12. A method for converting a cable operated automobile air conditioner to a cableless air conditioner wherein said cable operated air conditioner includes manual controls movable on one end by an occupant of the automobile, a face plate providing instructions for an occupant of the vehicle regarding the results to be obtained from the movement of the manual controls, a housing behind the face plate for mounting and controlling the movement of the manual controls, and a connector for mounting and positioning cable assemblies attached to the opposite end of the manual controls for providing mechanical inputs for the operating components of the automobile air conditioner, said method comprising the steps of: attaching a slide pot potentiometer assembly to the opposite end of the manual controls;said slide pot potentiometer assembly including: a housing constructed and arranged for be mounted to the housing behind the face plate using the connector for mounting and positioning a cable assembly;a stationary electrical conductor positioned within said housing;a movable electrical conductor constructed and arranged for slidable movement within said housing to be in positionable contact with respect to said stationary electrical conductor, said movable electrical conductor being positionable by connection to the opposite end of the manual controls;connecting said slide pot potentiometer assembly to a system for mechanically actuating the operating components of the automobile air conditioner.

13. The method as defined in claim 12 wherein said slide pot potentiometer produces a resistance signal representative of the position of said movable electrical conductor with respect to said stationary electrical conductor and said resistance signal is conducted to the software portion of a digital control system.

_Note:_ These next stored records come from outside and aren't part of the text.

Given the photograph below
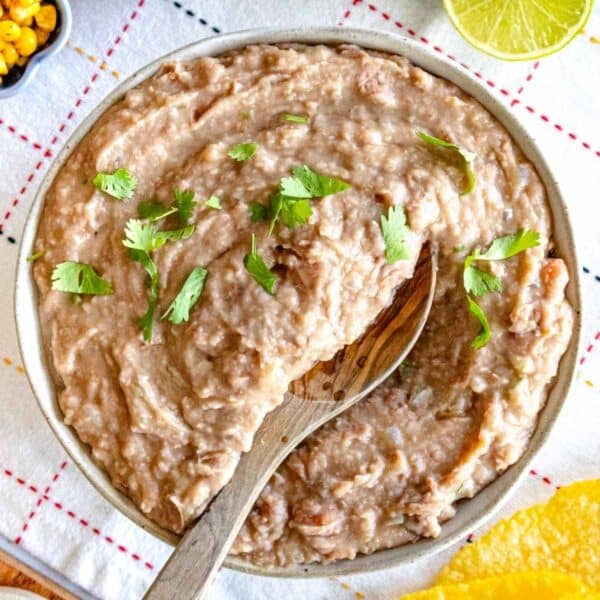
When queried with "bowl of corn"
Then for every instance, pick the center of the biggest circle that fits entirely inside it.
(30, 31)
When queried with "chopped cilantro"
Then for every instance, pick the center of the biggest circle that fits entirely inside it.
(79, 278)
(33, 257)
(483, 337)
(244, 151)
(120, 184)
(289, 118)
(155, 211)
(290, 203)
(397, 235)
(316, 184)
(187, 297)
(479, 283)
(214, 202)
(147, 319)
(256, 266)
(142, 236)
(467, 156)
(291, 211)
(258, 211)
(141, 239)
(174, 235)
(509, 245)
(185, 203)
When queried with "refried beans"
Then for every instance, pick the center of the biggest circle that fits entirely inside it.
(168, 419)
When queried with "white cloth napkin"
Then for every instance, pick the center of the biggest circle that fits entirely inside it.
(49, 514)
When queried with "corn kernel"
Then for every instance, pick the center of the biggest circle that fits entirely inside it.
(9, 31)
(46, 18)
(10, 55)
(23, 14)
(42, 36)
(26, 45)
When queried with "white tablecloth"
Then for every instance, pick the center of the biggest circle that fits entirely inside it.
(49, 514)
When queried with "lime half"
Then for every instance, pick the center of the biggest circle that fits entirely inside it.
(519, 29)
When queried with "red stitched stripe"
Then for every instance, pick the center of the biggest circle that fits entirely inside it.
(62, 127)
(83, 522)
(544, 479)
(589, 348)
(21, 136)
(490, 83)
(39, 502)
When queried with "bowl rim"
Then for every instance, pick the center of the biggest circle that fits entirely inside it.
(34, 63)
(471, 513)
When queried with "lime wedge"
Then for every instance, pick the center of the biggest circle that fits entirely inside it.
(519, 29)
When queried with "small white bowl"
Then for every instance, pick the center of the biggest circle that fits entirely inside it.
(58, 38)
(470, 513)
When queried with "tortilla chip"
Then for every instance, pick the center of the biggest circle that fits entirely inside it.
(527, 585)
(561, 535)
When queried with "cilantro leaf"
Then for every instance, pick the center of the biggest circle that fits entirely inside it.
(467, 156)
(396, 235)
(256, 266)
(258, 211)
(509, 245)
(214, 202)
(79, 278)
(479, 283)
(147, 319)
(289, 118)
(174, 235)
(292, 187)
(291, 211)
(291, 202)
(119, 184)
(141, 239)
(187, 297)
(244, 151)
(142, 236)
(155, 210)
(33, 257)
(316, 184)
(185, 203)
(483, 337)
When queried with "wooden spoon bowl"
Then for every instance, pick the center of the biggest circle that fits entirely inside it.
(323, 392)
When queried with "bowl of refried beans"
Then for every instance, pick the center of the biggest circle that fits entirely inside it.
(245, 207)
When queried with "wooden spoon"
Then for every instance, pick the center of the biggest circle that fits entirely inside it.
(325, 391)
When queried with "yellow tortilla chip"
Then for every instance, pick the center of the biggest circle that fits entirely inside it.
(561, 535)
(528, 585)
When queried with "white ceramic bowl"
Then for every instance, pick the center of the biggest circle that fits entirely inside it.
(471, 513)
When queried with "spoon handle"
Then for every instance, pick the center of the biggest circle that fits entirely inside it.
(192, 567)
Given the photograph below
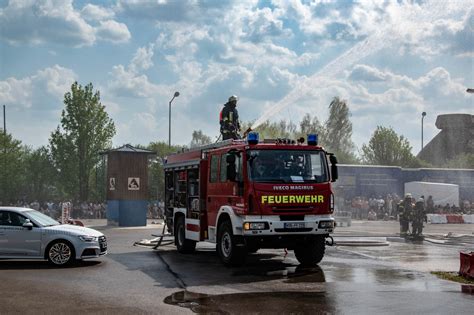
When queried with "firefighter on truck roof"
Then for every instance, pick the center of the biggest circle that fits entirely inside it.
(229, 120)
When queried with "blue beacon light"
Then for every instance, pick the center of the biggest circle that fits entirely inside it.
(252, 138)
(313, 139)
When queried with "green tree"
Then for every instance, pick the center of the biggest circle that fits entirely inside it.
(337, 133)
(85, 130)
(311, 125)
(386, 147)
(12, 155)
(40, 175)
(199, 138)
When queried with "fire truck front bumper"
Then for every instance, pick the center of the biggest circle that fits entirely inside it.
(271, 225)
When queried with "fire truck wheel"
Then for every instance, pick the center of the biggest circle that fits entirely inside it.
(231, 249)
(183, 245)
(311, 252)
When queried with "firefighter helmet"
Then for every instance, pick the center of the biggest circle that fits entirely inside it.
(233, 98)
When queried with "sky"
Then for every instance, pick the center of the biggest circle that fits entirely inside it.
(390, 60)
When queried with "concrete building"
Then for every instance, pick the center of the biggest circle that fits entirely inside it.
(456, 137)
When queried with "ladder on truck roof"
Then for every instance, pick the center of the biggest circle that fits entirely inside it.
(194, 154)
(216, 145)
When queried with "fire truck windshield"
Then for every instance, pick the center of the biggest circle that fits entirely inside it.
(287, 166)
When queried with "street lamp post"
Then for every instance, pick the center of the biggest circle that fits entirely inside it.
(176, 94)
(422, 117)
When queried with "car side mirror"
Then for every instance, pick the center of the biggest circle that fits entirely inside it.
(334, 172)
(28, 225)
(231, 172)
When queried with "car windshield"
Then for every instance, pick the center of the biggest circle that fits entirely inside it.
(41, 219)
(287, 166)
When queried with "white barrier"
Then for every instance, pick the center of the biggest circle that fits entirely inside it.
(450, 218)
(437, 218)
(468, 218)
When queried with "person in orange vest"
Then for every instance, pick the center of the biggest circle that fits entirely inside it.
(229, 120)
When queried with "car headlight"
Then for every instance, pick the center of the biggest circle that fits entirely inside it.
(87, 238)
(326, 224)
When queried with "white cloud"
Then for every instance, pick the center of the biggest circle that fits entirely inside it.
(57, 21)
(45, 89)
(130, 84)
(94, 12)
(142, 59)
(113, 31)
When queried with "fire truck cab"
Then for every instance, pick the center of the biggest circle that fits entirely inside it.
(245, 195)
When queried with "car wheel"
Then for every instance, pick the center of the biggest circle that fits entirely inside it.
(183, 245)
(60, 253)
(230, 248)
(311, 252)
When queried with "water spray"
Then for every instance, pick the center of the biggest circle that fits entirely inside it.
(432, 10)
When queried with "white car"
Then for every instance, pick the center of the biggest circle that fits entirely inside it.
(28, 234)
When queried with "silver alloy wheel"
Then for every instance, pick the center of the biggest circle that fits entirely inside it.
(181, 236)
(60, 253)
(226, 244)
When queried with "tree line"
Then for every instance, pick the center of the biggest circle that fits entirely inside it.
(71, 167)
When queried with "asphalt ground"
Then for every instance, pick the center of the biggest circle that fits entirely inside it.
(350, 280)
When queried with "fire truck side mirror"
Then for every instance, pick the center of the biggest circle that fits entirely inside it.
(231, 172)
(334, 173)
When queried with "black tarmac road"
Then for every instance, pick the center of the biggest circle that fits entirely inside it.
(391, 279)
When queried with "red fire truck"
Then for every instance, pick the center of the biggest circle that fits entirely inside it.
(245, 195)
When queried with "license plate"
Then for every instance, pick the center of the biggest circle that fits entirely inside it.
(294, 225)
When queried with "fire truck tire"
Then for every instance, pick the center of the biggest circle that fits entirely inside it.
(311, 252)
(230, 248)
(183, 245)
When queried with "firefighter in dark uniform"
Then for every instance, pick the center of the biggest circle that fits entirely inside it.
(229, 120)
(419, 215)
(405, 209)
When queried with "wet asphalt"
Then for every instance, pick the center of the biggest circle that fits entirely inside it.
(135, 280)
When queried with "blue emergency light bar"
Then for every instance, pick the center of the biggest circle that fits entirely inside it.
(252, 138)
(313, 139)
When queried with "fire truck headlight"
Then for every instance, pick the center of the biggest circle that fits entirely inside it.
(255, 226)
(312, 139)
(326, 224)
(252, 138)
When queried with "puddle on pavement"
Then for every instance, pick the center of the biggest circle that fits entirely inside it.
(260, 302)
(293, 273)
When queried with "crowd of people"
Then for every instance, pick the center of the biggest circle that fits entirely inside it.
(84, 210)
(386, 208)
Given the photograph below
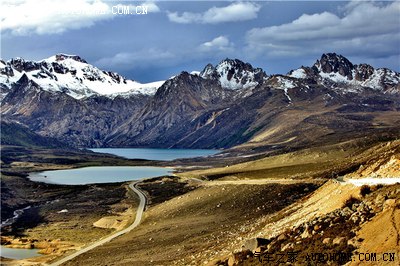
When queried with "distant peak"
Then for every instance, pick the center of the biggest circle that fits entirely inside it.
(334, 63)
(61, 57)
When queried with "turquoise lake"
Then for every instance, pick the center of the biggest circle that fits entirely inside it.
(98, 174)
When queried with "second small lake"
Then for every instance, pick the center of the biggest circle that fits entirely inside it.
(98, 174)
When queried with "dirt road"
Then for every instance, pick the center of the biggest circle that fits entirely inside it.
(138, 218)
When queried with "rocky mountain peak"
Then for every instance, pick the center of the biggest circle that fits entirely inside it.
(363, 72)
(333, 63)
(234, 74)
(61, 57)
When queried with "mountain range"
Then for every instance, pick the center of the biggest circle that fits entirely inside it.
(233, 103)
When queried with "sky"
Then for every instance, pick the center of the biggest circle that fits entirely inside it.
(176, 36)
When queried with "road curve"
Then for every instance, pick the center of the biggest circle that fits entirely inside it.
(368, 181)
(138, 218)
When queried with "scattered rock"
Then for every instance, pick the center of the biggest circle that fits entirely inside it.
(339, 241)
(327, 241)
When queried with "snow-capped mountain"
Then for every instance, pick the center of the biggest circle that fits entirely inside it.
(72, 75)
(234, 74)
(337, 72)
(222, 106)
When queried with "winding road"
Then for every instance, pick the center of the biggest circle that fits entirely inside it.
(138, 218)
(368, 181)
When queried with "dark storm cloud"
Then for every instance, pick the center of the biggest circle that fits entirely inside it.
(186, 35)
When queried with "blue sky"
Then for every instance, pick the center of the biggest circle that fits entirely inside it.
(186, 35)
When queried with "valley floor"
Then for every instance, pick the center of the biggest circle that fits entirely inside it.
(231, 215)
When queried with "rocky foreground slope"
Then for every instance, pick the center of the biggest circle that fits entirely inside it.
(66, 98)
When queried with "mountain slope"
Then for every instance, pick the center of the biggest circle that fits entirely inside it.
(222, 106)
(72, 75)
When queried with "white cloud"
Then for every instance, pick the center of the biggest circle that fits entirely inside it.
(365, 28)
(234, 12)
(151, 7)
(24, 17)
(220, 43)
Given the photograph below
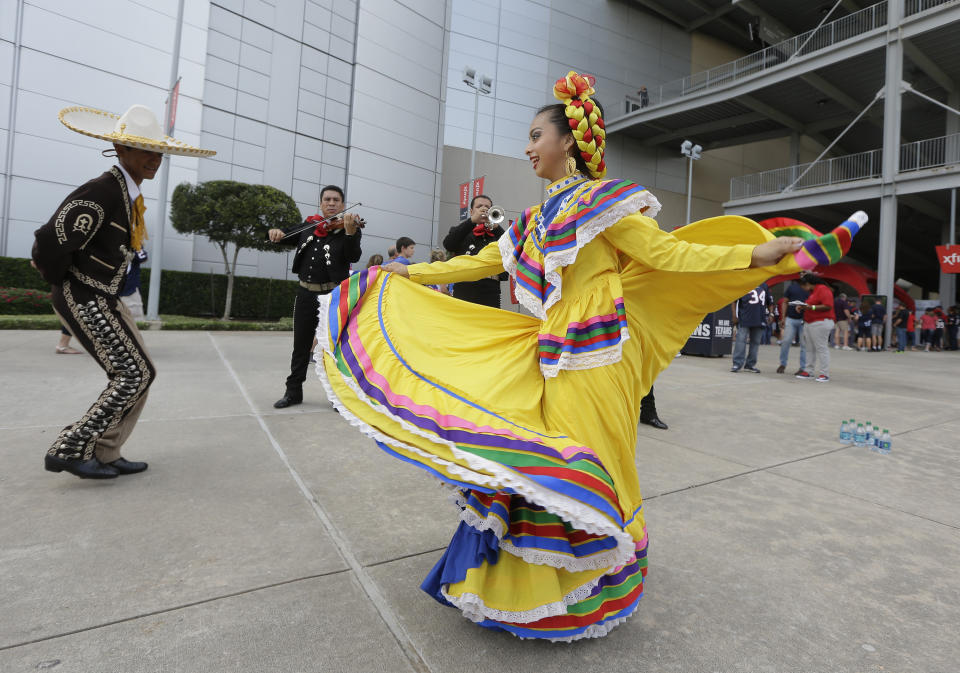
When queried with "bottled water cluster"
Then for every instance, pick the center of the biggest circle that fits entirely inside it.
(865, 434)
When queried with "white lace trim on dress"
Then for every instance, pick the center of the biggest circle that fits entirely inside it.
(556, 260)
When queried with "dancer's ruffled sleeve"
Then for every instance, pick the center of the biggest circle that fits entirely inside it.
(640, 238)
(460, 269)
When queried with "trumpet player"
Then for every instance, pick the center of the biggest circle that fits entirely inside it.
(322, 261)
(468, 238)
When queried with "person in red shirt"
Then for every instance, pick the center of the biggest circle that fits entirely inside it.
(912, 330)
(819, 321)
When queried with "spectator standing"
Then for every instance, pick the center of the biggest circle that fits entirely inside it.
(878, 318)
(928, 323)
(130, 294)
(841, 334)
(749, 316)
(899, 322)
(953, 327)
(791, 325)
(939, 327)
(911, 330)
(819, 318)
(864, 327)
(405, 250)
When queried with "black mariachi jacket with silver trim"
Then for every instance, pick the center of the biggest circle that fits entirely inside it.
(311, 261)
(88, 238)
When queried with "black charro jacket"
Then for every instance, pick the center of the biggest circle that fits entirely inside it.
(88, 237)
(310, 259)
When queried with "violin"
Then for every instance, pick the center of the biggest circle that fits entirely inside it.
(334, 223)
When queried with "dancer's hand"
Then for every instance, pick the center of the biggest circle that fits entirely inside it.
(397, 268)
(769, 253)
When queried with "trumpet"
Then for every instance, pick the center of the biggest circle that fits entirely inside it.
(496, 216)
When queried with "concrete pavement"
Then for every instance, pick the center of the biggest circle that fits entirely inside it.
(265, 540)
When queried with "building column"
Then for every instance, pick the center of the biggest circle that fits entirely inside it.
(887, 253)
(794, 155)
(948, 281)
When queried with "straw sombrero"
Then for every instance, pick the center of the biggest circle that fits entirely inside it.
(137, 127)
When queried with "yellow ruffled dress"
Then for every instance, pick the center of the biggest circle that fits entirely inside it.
(533, 420)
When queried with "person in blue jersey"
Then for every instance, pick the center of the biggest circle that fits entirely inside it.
(749, 316)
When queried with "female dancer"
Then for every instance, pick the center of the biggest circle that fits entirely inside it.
(533, 420)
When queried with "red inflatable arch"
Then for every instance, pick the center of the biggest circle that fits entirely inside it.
(851, 274)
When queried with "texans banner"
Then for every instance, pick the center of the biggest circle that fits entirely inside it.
(949, 256)
(466, 195)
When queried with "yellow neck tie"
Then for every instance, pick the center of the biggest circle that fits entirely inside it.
(139, 234)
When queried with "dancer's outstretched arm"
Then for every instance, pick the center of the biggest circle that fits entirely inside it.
(460, 269)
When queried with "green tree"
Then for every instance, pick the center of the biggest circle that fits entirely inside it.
(232, 212)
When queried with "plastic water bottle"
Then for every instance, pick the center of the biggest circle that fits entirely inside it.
(860, 435)
(846, 435)
(886, 443)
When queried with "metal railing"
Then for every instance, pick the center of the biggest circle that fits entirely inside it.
(827, 35)
(930, 153)
(912, 7)
(827, 172)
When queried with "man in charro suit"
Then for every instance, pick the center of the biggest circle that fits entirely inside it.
(469, 238)
(322, 261)
(83, 252)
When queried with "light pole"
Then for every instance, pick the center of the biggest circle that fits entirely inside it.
(692, 152)
(156, 267)
(480, 85)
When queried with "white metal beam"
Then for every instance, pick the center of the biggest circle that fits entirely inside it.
(706, 127)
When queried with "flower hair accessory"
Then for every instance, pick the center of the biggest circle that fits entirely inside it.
(586, 122)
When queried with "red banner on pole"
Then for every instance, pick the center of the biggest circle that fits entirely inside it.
(949, 256)
(172, 107)
(466, 195)
(464, 199)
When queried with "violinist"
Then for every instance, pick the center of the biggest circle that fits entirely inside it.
(322, 260)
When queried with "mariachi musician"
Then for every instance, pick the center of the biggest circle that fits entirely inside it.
(469, 238)
(322, 261)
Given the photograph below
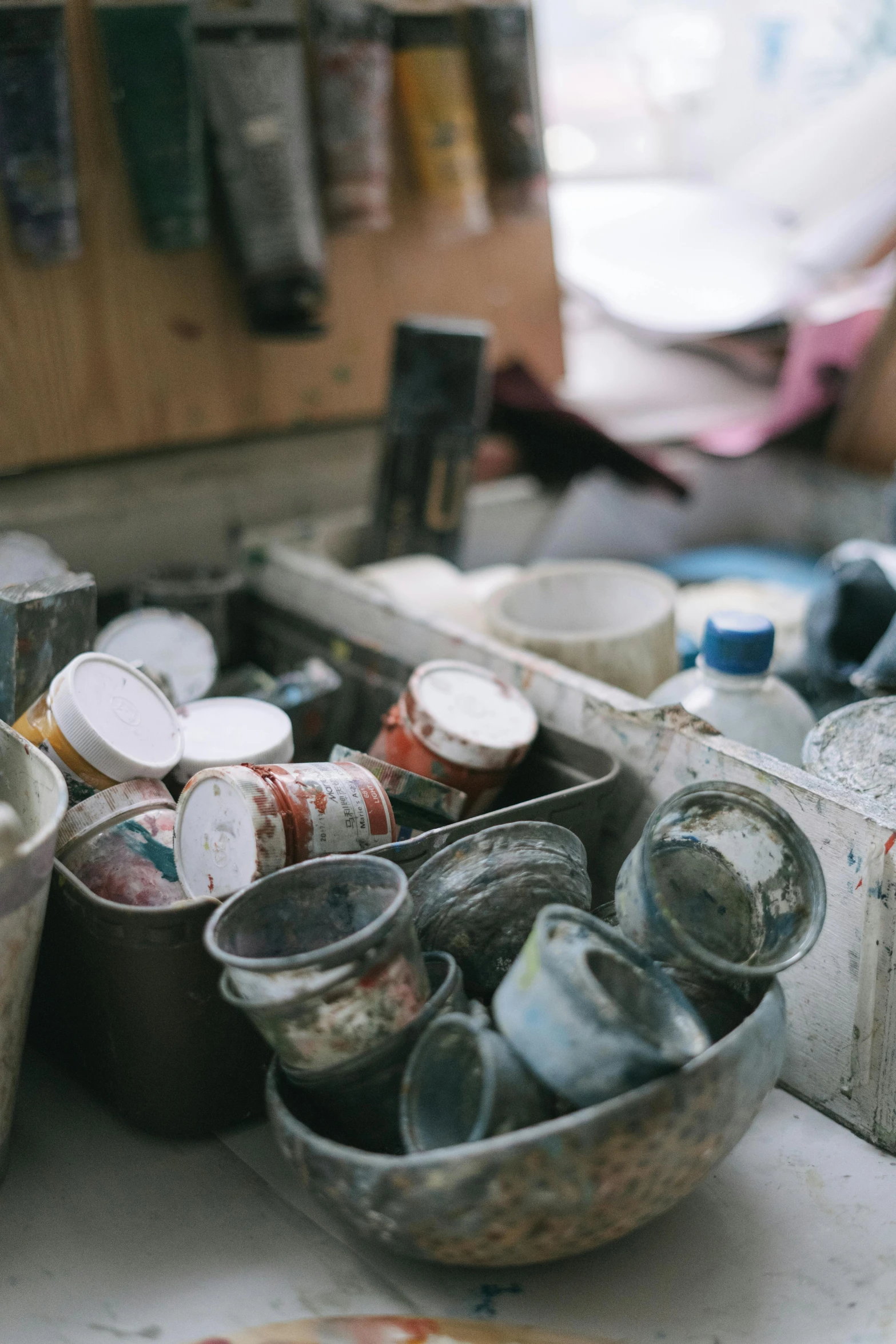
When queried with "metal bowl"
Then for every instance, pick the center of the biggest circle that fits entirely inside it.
(560, 1187)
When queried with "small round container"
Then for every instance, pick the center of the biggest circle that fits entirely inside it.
(121, 844)
(237, 824)
(461, 725)
(324, 959)
(606, 619)
(171, 644)
(233, 730)
(722, 880)
(465, 1082)
(590, 1014)
(105, 722)
(856, 747)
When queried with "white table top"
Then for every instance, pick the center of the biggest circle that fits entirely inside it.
(110, 1235)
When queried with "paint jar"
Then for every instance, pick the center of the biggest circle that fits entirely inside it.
(606, 619)
(121, 844)
(722, 880)
(352, 45)
(465, 1082)
(233, 730)
(104, 722)
(237, 824)
(436, 96)
(168, 643)
(501, 50)
(853, 747)
(324, 959)
(590, 1014)
(479, 897)
(358, 1103)
(461, 725)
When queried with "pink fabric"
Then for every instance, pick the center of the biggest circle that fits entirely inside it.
(802, 389)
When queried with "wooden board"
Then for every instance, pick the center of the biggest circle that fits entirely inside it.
(127, 348)
(395, 1330)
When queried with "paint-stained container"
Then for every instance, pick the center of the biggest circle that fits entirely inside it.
(155, 94)
(461, 725)
(352, 47)
(121, 844)
(37, 145)
(436, 96)
(324, 959)
(237, 824)
(501, 50)
(252, 65)
(104, 722)
(437, 409)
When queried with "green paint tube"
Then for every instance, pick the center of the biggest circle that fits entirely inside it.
(155, 94)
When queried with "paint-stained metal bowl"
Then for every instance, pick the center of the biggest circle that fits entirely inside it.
(560, 1187)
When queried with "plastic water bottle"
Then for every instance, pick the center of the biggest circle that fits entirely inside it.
(734, 691)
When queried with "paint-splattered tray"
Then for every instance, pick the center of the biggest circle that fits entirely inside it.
(394, 1330)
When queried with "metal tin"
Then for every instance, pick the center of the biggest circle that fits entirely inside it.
(237, 824)
(358, 1103)
(352, 45)
(723, 880)
(855, 747)
(479, 897)
(170, 643)
(461, 725)
(35, 790)
(590, 1014)
(465, 1082)
(560, 1187)
(323, 957)
(127, 1000)
(121, 844)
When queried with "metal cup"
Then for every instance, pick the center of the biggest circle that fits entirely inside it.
(590, 1014)
(723, 880)
(323, 957)
(465, 1082)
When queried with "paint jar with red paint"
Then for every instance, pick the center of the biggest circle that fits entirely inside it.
(324, 959)
(121, 844)
(241, 823)
(461, 725)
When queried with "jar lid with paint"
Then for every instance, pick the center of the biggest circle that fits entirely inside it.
(113, 717)
(468, 715)
(170, 643)
(233, 730)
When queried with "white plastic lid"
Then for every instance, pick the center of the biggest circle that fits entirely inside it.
(216, 836)
(171, 643)
(233, 730)
(116, 718)
(465, 714)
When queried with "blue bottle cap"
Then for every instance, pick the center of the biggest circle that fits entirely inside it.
(738, 643)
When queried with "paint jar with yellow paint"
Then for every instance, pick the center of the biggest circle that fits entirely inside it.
(436, 94)
(104, 722)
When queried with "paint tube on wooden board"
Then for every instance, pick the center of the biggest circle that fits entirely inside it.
(252, 67)
(37, 144)
(439, 404)
(501, 50)
(352, 47)
(436, 96)
(155, 94)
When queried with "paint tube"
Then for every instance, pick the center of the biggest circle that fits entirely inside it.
(436, 96)
(155, 94)
(37, 151)
(501, 51)
(439, 404)
(352, 45)
(253, 77)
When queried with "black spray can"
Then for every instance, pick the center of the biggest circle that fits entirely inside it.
(437, 409)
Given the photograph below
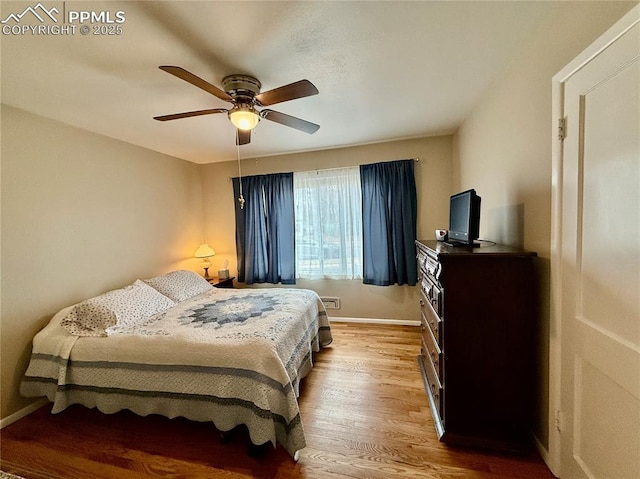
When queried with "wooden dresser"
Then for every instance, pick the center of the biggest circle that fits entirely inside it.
(478, 313)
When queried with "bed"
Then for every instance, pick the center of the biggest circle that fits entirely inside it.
(173, 345)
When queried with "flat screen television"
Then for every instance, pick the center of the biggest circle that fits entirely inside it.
(464, 219)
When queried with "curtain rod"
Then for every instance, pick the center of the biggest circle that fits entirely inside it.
(416, 159)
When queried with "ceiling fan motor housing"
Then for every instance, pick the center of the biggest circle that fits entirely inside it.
(241, 87)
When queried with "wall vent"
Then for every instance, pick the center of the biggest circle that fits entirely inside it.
(330, 302)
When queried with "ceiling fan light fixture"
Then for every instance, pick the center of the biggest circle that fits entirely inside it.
(244, 117)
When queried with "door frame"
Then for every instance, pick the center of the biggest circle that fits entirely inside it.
(629, 20)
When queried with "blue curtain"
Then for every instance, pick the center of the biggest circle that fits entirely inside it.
(389, 215)
(265, 229)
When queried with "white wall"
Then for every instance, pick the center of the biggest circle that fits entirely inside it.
(82, 214)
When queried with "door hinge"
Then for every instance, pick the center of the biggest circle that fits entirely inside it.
(562, 128)
(557, 421)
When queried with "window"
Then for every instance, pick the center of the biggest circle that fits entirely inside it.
(328, 229)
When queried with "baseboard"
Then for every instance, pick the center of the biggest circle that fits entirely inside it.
(544, 453)
(23, 412)
(398, 322)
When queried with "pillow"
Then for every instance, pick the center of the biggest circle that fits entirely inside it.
(120, 308)
(179, 285)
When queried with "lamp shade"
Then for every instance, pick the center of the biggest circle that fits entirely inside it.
(244, 117)
(204, 251)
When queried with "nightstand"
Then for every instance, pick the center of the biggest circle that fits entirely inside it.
(222, 283)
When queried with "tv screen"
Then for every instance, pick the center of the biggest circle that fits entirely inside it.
(464, 218)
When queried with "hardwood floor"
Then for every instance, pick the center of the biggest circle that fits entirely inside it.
(363, 406)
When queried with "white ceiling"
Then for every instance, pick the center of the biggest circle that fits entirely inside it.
(385, 70)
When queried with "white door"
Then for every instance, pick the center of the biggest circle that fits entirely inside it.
(599, 207)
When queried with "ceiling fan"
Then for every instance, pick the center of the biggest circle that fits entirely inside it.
(243, 91)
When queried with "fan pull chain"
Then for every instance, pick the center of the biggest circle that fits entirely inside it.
(241, 197)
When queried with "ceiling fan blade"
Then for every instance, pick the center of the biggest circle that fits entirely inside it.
(244, 137)
(189, 114)
(299, 89)
(289, 120)
(197, 81)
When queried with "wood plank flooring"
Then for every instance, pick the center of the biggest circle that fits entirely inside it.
(363, 407)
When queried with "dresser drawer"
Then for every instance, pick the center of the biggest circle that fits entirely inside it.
(431, 319)
(432, 383)
(431, 350)
(433, 293)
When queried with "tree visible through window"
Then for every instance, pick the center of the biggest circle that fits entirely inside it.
(328, 229)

14. The method as defined in claim 13 wherein said electrical resistance signal is used to record the extreme positions of the manual controls.

15. The method as defined in claim 13 wherein said electrical resistance signal is used to record the length of travel of the manual controls.

16. The method as defined in claim 13 wherein said electrical resistance signal is used to record the direction of travel of the manual controls.

17. The method as defined in claim 14 wherein said software portion of a digital control system creates uniform gradations between said extreme positions of the manual controls.

18. A slide pot potentiometer assembly comprising: an openable housing;a stationary electrical conductor positioned within said openable housing;a movable electrical conductor constructed and arranged for spring biased slidable movement within said openable housing to be in positionable contact with respect to said stationary electrical conductor;electrical connections for obtaining an electrical signal representative of the position of said movable electrical conductor with respect to said stationary electrical conductor.

19. The slide pot potentiometer assembly as defined in claim 18 wherein said stationary electrical conductor is a substantially flat strip of conductive material affixed to said openable housing.

20. The slide pot potentiometer assembly as defined in claim 18 wherein said movable electrical conductor includes a foot portion maintained in electrical contact with said stationary electrical conductor by said spring bias.